By appropriately selecting the secondary side, it is possible to provide a storage / cooling apparatus having a wide range of applications, such as cooling, dehumidifying, and heating, as well as supplying cold and hot water.

[Brief description of the drawings]

FIG. 1 is a schematic cross-sectional view of a storage / cooling device according to a first embodiment of the present invention.

FIG. 2 is a schematic sectional view of a storage / cooling device according to a second embodiment of the present invention.

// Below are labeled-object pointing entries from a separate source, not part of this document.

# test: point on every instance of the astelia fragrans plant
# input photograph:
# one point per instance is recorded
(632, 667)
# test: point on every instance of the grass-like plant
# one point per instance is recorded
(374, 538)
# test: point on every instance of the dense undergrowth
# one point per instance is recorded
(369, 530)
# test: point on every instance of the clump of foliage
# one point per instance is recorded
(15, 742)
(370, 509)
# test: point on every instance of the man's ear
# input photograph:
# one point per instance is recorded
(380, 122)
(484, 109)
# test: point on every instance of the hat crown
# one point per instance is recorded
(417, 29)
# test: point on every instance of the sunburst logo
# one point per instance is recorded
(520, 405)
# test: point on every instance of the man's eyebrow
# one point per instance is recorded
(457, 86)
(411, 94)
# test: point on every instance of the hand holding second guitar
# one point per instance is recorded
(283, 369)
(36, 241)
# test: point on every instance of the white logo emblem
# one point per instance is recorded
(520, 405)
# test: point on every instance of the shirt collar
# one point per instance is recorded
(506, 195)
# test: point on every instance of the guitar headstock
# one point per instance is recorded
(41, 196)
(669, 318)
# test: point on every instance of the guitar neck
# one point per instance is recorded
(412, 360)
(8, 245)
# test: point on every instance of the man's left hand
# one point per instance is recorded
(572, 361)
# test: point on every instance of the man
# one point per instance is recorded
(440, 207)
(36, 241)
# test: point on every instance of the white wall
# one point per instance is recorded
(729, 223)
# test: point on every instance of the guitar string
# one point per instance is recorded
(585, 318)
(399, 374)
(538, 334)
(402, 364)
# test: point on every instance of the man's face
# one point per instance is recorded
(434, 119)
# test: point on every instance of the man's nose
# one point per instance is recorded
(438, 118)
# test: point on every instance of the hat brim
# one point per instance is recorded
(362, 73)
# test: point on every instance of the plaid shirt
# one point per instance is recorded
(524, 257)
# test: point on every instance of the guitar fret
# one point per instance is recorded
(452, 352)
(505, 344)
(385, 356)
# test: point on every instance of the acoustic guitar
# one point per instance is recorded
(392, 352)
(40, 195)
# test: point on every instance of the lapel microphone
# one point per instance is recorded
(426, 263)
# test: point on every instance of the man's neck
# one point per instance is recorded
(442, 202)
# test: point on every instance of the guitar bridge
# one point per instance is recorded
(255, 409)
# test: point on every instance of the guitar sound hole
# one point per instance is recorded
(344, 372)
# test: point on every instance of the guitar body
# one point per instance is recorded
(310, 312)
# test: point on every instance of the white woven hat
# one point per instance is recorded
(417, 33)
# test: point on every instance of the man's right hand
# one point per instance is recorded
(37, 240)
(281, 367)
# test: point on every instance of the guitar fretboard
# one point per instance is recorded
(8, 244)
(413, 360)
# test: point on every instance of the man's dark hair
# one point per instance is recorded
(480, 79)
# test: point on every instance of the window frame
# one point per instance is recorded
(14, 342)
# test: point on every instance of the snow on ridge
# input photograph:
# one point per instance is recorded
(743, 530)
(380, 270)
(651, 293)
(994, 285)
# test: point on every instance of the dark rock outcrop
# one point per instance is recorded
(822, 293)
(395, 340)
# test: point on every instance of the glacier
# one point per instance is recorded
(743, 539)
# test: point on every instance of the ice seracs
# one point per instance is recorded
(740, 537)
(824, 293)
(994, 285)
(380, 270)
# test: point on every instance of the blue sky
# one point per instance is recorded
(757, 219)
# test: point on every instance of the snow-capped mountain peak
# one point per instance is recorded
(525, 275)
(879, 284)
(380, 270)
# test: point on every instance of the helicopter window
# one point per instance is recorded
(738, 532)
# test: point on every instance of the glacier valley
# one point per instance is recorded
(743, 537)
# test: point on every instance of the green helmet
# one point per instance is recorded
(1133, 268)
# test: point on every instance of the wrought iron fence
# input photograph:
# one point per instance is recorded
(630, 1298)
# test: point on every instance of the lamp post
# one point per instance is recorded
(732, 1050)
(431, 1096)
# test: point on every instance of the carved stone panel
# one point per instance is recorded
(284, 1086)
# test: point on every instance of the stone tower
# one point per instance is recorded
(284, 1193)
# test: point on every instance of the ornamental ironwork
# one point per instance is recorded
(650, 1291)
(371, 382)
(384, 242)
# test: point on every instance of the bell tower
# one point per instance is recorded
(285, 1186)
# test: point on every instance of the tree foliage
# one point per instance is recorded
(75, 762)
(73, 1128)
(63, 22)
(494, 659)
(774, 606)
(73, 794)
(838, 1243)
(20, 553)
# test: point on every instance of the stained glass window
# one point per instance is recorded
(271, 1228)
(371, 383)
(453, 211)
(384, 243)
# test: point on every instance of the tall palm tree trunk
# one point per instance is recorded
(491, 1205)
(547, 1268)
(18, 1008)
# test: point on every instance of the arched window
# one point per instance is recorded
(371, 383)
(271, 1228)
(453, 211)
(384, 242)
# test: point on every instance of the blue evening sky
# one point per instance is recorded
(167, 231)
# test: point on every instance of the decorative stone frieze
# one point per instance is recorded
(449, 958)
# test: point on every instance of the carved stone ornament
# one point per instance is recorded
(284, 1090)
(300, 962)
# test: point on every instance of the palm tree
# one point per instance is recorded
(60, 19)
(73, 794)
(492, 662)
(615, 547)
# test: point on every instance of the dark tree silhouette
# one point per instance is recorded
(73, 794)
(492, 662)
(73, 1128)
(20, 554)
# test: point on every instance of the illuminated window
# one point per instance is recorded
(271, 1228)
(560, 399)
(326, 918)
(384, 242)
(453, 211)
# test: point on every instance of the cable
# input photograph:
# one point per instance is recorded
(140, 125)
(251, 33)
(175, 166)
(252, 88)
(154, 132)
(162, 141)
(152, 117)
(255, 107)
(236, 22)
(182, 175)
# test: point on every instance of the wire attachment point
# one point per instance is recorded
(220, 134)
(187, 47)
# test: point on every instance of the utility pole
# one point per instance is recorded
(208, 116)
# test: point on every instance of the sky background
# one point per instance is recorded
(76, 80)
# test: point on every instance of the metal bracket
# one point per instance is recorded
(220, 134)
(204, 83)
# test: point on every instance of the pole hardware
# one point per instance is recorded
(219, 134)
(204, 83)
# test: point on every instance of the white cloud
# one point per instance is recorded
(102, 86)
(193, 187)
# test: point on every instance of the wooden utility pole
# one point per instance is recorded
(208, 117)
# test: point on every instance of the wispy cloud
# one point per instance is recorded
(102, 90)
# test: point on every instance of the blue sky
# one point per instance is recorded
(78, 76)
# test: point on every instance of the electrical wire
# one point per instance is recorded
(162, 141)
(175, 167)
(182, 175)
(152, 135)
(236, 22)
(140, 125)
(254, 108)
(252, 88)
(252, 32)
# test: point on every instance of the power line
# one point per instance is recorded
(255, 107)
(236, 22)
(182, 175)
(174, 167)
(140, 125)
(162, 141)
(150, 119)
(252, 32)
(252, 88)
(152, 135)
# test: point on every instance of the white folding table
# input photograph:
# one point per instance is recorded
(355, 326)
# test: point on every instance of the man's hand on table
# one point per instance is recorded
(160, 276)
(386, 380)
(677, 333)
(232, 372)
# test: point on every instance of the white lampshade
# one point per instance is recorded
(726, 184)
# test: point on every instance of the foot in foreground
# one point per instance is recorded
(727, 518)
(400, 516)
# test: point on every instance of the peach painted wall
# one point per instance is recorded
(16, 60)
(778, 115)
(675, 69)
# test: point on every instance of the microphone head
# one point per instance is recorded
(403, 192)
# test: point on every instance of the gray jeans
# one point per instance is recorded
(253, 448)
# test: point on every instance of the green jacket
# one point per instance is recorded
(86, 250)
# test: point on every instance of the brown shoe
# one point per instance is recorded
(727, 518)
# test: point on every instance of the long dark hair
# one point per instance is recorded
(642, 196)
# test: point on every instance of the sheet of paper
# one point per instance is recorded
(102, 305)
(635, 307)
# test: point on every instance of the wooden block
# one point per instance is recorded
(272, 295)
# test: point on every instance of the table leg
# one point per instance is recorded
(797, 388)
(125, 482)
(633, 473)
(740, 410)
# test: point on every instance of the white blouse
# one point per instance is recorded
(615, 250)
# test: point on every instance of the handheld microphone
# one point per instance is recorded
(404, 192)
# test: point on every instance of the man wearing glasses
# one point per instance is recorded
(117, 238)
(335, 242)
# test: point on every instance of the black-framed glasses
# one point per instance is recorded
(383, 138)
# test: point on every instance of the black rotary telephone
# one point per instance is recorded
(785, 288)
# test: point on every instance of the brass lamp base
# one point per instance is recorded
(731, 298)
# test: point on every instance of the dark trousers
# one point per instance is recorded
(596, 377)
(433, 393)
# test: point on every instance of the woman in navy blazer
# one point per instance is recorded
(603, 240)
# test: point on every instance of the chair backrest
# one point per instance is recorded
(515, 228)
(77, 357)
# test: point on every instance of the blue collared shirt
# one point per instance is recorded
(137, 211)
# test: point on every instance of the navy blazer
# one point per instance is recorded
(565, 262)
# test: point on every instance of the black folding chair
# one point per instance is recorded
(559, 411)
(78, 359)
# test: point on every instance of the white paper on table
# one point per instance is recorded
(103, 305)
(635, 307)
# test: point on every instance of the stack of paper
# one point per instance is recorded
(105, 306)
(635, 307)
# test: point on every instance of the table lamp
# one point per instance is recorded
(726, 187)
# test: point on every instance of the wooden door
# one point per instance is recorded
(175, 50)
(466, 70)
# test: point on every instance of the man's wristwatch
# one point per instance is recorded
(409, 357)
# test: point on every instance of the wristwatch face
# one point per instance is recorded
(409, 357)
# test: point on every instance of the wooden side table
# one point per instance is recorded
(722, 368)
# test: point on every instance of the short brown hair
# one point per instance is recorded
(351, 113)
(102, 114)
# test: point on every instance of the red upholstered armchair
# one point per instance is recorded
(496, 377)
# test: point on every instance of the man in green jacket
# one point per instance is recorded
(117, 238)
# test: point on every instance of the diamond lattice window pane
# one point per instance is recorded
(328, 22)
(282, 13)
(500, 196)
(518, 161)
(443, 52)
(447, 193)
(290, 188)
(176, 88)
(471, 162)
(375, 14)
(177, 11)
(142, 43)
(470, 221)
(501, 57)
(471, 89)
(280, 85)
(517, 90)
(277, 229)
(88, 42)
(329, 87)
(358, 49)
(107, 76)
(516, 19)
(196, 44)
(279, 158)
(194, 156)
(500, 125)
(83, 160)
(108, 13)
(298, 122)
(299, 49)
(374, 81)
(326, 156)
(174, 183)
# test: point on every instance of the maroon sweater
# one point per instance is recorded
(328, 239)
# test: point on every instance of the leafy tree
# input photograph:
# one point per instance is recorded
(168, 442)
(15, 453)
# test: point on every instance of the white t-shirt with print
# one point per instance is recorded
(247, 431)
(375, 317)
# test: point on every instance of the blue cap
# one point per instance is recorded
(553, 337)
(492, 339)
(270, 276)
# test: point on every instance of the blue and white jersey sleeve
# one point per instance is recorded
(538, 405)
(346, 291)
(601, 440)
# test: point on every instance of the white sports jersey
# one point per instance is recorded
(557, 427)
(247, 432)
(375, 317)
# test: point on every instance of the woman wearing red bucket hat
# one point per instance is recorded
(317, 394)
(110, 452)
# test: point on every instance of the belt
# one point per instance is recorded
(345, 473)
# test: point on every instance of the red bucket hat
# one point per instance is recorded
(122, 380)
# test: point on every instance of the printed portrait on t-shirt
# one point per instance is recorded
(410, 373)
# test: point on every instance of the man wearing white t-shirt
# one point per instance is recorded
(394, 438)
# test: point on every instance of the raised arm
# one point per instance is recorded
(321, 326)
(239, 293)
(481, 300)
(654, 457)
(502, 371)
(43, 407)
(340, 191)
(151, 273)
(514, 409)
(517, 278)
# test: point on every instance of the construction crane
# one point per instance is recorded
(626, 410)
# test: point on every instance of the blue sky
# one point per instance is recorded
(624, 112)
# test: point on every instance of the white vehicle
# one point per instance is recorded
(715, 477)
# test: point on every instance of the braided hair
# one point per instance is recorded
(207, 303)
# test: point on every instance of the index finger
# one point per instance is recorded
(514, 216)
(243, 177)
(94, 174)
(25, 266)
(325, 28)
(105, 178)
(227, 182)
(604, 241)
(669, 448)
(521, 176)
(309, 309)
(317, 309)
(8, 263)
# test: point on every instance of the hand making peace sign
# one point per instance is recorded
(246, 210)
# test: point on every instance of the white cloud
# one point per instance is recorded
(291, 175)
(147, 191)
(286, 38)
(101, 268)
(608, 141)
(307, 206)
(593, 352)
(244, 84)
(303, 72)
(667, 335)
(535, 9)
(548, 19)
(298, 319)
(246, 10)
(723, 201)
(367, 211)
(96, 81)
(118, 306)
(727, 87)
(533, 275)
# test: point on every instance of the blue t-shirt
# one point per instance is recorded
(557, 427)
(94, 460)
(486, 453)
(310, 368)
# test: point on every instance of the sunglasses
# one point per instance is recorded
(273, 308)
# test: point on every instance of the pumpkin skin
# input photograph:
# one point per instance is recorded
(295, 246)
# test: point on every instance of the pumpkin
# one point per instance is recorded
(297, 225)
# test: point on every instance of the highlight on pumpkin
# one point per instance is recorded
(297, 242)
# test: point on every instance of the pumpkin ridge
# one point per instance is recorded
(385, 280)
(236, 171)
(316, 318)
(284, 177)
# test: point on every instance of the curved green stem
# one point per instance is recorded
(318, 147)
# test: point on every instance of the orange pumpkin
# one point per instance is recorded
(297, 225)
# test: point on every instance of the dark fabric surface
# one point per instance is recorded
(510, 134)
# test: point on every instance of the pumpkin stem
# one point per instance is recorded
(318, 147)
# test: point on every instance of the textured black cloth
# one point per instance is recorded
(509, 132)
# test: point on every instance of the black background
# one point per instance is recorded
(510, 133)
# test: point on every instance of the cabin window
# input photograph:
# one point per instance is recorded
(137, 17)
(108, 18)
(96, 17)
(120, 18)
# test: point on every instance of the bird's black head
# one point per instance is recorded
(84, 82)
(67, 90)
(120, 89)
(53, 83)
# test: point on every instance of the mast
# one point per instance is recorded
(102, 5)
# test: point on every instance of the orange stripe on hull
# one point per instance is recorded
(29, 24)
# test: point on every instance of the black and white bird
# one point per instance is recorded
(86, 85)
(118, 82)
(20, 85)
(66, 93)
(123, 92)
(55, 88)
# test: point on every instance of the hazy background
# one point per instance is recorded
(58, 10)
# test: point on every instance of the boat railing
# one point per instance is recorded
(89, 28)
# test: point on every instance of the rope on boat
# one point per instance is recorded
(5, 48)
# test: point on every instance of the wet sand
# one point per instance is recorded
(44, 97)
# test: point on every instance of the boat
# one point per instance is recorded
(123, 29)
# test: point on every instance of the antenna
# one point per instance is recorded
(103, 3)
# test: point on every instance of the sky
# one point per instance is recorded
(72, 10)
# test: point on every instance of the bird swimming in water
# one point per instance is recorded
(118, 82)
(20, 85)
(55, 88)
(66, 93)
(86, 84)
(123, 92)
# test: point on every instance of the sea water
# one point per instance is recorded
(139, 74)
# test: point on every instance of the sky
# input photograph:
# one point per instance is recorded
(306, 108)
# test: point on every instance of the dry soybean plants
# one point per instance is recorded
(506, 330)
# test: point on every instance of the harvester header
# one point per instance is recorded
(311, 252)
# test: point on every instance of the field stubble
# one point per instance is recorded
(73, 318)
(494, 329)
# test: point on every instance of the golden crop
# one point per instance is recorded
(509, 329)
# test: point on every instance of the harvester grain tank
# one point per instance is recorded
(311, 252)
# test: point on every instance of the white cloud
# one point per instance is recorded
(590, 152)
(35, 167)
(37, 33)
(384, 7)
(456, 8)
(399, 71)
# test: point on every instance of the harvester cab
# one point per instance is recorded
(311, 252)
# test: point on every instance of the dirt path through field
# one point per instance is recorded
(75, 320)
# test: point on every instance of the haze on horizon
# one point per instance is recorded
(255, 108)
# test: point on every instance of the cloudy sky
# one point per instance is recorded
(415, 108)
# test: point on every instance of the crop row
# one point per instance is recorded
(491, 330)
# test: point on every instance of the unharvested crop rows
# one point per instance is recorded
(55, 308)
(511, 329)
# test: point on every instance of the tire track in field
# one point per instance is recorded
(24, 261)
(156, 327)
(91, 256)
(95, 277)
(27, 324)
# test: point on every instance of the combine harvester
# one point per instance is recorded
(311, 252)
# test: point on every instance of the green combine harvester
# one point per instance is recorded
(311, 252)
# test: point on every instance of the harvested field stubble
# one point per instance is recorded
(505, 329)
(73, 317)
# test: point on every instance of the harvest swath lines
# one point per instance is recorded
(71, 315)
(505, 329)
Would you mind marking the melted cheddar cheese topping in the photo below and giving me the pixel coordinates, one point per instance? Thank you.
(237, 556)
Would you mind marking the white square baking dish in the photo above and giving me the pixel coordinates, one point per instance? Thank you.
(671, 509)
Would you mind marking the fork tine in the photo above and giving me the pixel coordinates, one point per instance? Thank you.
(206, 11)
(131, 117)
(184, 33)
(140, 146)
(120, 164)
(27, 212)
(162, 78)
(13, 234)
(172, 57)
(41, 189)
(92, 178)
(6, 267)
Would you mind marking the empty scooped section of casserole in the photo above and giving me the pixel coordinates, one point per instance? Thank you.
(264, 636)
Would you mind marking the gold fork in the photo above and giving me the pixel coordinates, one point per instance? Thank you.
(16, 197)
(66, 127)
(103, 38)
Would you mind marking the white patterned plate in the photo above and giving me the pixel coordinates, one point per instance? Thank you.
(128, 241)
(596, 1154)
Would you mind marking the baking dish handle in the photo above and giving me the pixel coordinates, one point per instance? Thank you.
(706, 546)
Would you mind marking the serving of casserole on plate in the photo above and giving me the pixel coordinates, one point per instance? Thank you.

FIG. 3 is a schematic sectional view of a storage / cooling element according to a third embodiment of the present invention.

[Explanation of symbols]

 Reference Signs List 2 cold storage tank 3 heat storage tank 4 heat pump circuit 7 latent heat type cold storage material 8 heat transfer medium A 13 latent heat type heat storage material 14 heat transfer medium B 20 cold storage element 21 heat storage element

Claims (4)

[Claims] 1. A latent heat type cold storage material having a melting point in the range of 0 ° C. to 20 ° C., substantially incompatible with said latent heat type cold storage material, becoming a gas at the time of heat absorption, and A regenerative storage tank in which a liquid heat transfer medium A is enclosed leaving a space above, a latent heat type heat storage material having a melting point in the range of 30 ° C. to 80 ° C., and the latent heat type heat storage material Are almost incompatible with
A heat storage tank in which a heat transfer medium B that becomes a liquid at the time of heat release is sealed leaving a space above, an evaporator provided from a space of the cool storage tank to a latent heat type cold storage material charging section, A heat pump circuit comprising a condenser, a compressor, and an expansion valve provided in the latent heat type heat storage material of the tank;
A storage circuit comprising: a cooling passage provided in a latent heat type cold storage material of the cool storage tank; and a secondary circuit including a heating passage provided from a latent heat type heat storage material filling portion of the heat storage tank to a space portion.
Cooling equipment. 2. A cooling water inlet / outlet pipe having a temperature of 0.degree.
A regenerator element enclosing a latent heat type regenerator material having a melting point in the range of ℃, a regenerator tank having an evaporator disposed therein, and an inlet / outlet water pipe, and having an internal temperature of 30 ° C to 80 ° C. A heat storage element in which a latent heat type heat storage material having a melting point in the range of ° C. is enclosed, and a heat storage tank in which a condenser is disposed, and an evaporator and a heat storage tank provided in the cold storage tank A heat pump circuit composed of a condenser provided inside,
A storage / cooling device comprising a cooler provided in the cool storage tank and a secondary circuit comprising a heater provided in at least a space portion of the heat storage tank. 3. A latent heat type heat storage material, a supercooling inhibitor, and almost incompatible with the latent heat type heat storage material, become a gas when absorbing heat, and become a liquid when releasing heat in a metal container. 3. The storage / cooling element according to claim 2, wherein a heat storage / cooling element is used in which the heat transfer medium and the heat transfer promoting material are sealed while leaving a space above. 4. The heat storage / cooling element according to claim 3, wherein a heat storage element using sodium acetate trihydrate as a latent heat type heat storage material and hydrofluoroether as a heat transfer medium is used.